Besseres Miteinander und nachhaltige Politik

Presse

Ein besserer Stil im Miteinander und eine nachhaltige Politik, die sich an Werten orientiert, sind die Ziele der Sozialdemokraten bei den Wahlen in gut zwei Wochen. Damit verbunden sind angestrebte Personalwechsel im Kleinheubacher Rathaus und im Landratsamt.

Monika Wolf-Pleßmann (SPD), die in Kleinheubach auch für die CSU für das Bürgermeisteramt kandidiert, und der Landratskandidat von SPD/Grüne/ÖDP, Jens Marco Scherf, erläuterten bei einer gut besuchten Informationsveranstaltung im Kleinheubacher Sportheim ihre Ziele. Altortentwicklung, regenerative Energienutzung, Unternehmensbetreuung - die 54-jährige Heilpädagogin Monika Wolf-Pleßmann will mit neuen Ideen und einem offenen Stil einen klaren Kontrapunkt zum Amtsinhaber setzen. »Ich möchte unserer Gemeinde neuen Schwung geben und das Miteinander stärken«, sagt Wolf-Pleßmann. Die SPD-Ortsvorsitzende will im Gemeinderat einen kollegialeren Ton einschlagen und Entscheidungen über die Fraktionsgrenzen hinweg treffen.
Bisher seien die regenerativen Energien in Kleinheubach zu kurz gekommen. »Sowohl als Gemeinde als auch im Privaten ist noch Luft nach oben«, so Wolf-Pleßmann. Der Aufbau eines Nahwärmenetzes könnte ein Schritt in Richtung Umweltschutz sein.
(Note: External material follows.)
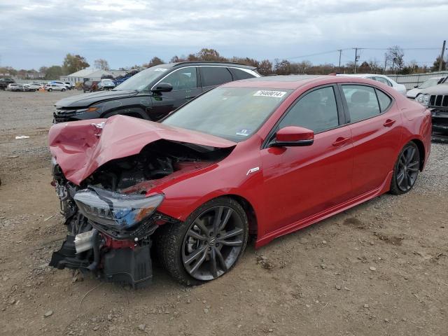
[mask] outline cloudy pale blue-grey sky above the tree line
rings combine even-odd
[[[346,49],[345,63],[360,47],[370,48],[361,61],[381,63],[391,45],[405,49],[405,61],[429,64],[448,39],[447,18],[447,0],[0,0],[0,65],[37,69],[71,52],[118,68],[203,47],[334,64],[334,50]]]

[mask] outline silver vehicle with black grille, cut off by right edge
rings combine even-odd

Interessierten Bürgern könne seitens der Gemeinde eine kostenfreie Energieberatung zur Verfügung gestellt werden, um Investitionen im privaten Bereich zu motivieren. Die Infrastruktur, von der Straßensanierung bis hin zum Ausbau von Bus- und Bahnverkehr, müsse nachhaltig geplant und nach einer Prioritätenliste vernünftig abgearbeitet werden.
Kleinheubach sei ein attraktiver Gewerbestandort. Damit das so bleibt, dürfe die Gewerbesteuer nicht angehoben werden. Ein ständiger Dialog mit den Gewerbetreibenden und Bürgern werde helfen, die örtliche Wirtschaft im Einklang mit dem Ort und seinen Menschen zu entwickeln, zeigte sich Wolf-Pleßmann überzeugt.
Standorte stärken
Um Unterstützung für einen Personal- und damit Politikwechsel bat auch Jens Marco Scherf, der sich als Landratskandidat vorstellte. »Ein Landrat sollte das Vertrauen der Menschen genießen. Dafür muss man nah bei den Bürgern sein«, formulierte Scherf sein Leitmotiv. Die Aufgaben seien vielfältig, daher brauche man eine klare Struktur. »Wir wollen eine Politik, die den Unternehmen gut tut, den Standort stärkt, Arbeitsplätze schafft und erhält und den Menschen dient, die im Landkreis zu Hause sind«, sagte er.
Die Bedürfnisse sowohl der älteren Menschen als auch die Betreuungsmöglichkeiten für Kindergartenkinder und Schüler müssten befriedigt werden, damit der Landkreis lebens- und wohnenswert bleibe. Zu dem Themenfeld des Umweltschutzes gehörten sowohl die Förderung der regenerativen Energien als auch der Ausbau von Radwegen und die Stärkung des Bus- und Schienenverkehrs. Er stehe für ein wohnortnahes Schulangebot.
Am 8. und 15. März lädt Monika Wolf-Pleßmann am traditionellen Platz Ecke Friedenstraße/Gottlieb-Wagner-Straße zu Gesprächen ein. Zum Weltfrauentag erhält jede Frau eine Rose und ein Glas hausgemachte Biomarmelade aus dem Landbaubetrieb Parkhof.